Before all else, righteousness ripped through me. Wasn’t that part of the deal? Wasn’t that what we’d agreed on? No feeling, no strings, just a night of wild pleasure before the morning sobered us.

But then, the guilt hollowed me out from the inside. I had wanted distance. I hadn’t wanted to watch something fragile between us harden into disappointment. It never should have been there in the first place, yet we had both known that it was. It had been all along.

Now, I was just a stranger who had touched him like he mattered and walked away like he didn’t.

Lennox shifted his weight, ready to go.

I opened my mouth.

Nothing came out.

So he nodded once. Sharp. Final. And turned away.

I didn’t stop him.

I didn’t have the right.

Day in and day out, I walked through the maze. I didn’t pay attention to anything around me. Food lost all its flavors, lectures bored me to desperation, and swimming no longer felt like an escape.
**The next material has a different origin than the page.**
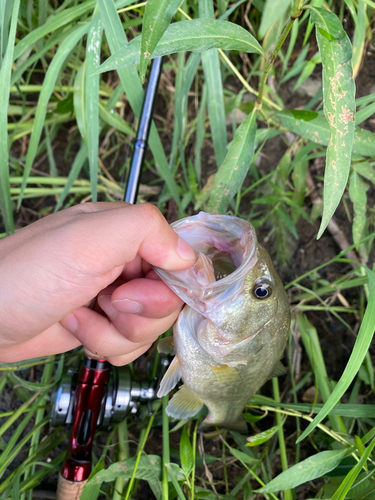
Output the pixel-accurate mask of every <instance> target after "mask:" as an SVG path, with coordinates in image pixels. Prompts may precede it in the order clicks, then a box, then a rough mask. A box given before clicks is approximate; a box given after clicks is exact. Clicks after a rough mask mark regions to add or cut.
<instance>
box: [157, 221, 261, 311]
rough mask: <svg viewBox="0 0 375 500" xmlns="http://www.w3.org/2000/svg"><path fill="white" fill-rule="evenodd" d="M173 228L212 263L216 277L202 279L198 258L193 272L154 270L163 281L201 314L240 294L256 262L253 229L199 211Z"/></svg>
mask: <svg viewBox="0 0 375 500" xmlns="http://www.w3.org/2000/svg"><path fill="white" fill-rule="evenodd" d="M172 228H173V229H174V230H175V231H176V233H177V234H178V235H179V236H181V237H182V238H183V239H185V240H186V241H187V242H188V243H190V245H191V246H192V247H193V248H194V249H195V251H196V252H197V255H200V254H204V255H205V256H206V257H208V258H209V259H210V261H212V265H213V271H214V276H215V277H214V278H212V280H211V282H210V280H203V281H202V279H200V272H201V269H199V265H198V262H199V259H198V261H197V263H196V264H195V265H194V266H193V267H192V268H190V269H187V270H184V271H165V270H162V269H159V268H155V271H156V272H157V274H158V275H159V276H160V278H161V279H162V280H163V281H164V282H165V283H166V284H167V285H168V286H169V287H170V288H171V289H172V290H173V291H174V292H175V293H176V294H177V295H178V296H179V297H180V298H181V299H182V300H183V301H184V302H186V303H187V304H188V305H189V306H190V307H192V308H193V309H195V310H196V311H197V312H200V313H202V314H204V313H207V312H208V311H209V310H210V309H211V307H217V306H218V305H219V303H221V302H222V301H224V300H227V299H228V297H230V296H233V294H235V293H236V292H238V289H239V287H240V286H241V285H242V283H243V280H244V278H245V276H246V274H247V273H248V272H249V270H250V269H251V268H252V267H253V265H254V263H255V261H256V253H257V252H256V249H257V236H256V233H255V229H254V228H253V226H252V225H251V224H250V223H249V222H247V221H245V220H242V219H239V218H237V217H232V216H229V215H210V214H207V213H205V212H200V213H199V214H198V215H195V216H193V217H187V218H185V219H181V220H179V221H177V222H175V223H174V224H172Z"/></svg>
The water was heavier today.

It gripped every inch of my skin, dragged at my limbs like it wanted to hold me under. I launched from the wall and sliced through the lane, eyes trained on the black line, the ceiling blurring overhead. My breath came too fast, too shallow, and poorly timed. I turned early, kicked late, and broke rhythm.

Again.

I resurfaced halfway through the set and slammed a palm against the wall. The sound cracked through the empty natatorium like a gunshot. My lungs burned. My eyes stung. My body wasn’t failing me, but it wasn’t listening, either. No matter how hard I pushed, it all kept unraveling.

I climbed out of the pool. My limbs trembled as I stood there dripping, teeth clenched.

The failure wasn’t physical. Not really.

It was in my chest. In the noise in my skull. In the fact that I couldn’t stop thinking about him, no matter how many laps I swam or how much sleep I skipped trying to stay ahead.

I wrapped a towel around my waist and stood at the edge of the water, staring down at the calm I couldn’t match.

One night. That was what we said. That was the deal. That was what we had needed.

So why did it keep circling back like a tide I couldn’t outswim?

I showered fast and dressed even faster, stuffing my wet gear into my bag with a vicious tug at the zipper. I didn’t speak to anyone on the way out. Didn’t even check the clock above the entrance.

I didn’t know where I was going until I was already moving.

The walk didn’t help. If anything, it made things worse. The cold air stung my cheeks, the wind lifting the damp edges of my hair, my pulse drumming hard under the collar of my sweatshirt.

I shouldn’t be doing this.

I knew that.

But I was unraveling, and it was either this or break something just to feel like I had control over something.

I hated that he had gotten under my skin. I hated that he had stayed there. I hated that even when he turned away from me in silence, I had wanted to chase after him and pull him close and say something I couldn’t afford to utter aloud.

I hated that the only thing that had ever made me feel like I was flying—free, unchained, and more than anything, human—was his mouth on mine.

I took the stairs two at a time. Second floor. I remembered.

I remembered because he had told me on the drive back in December. Some stupid comment about the windows being crooked, how the heat didn’t work on the left side of the building. I hadn’t meant to remember. But I did. I had filed it away, like everything else about him.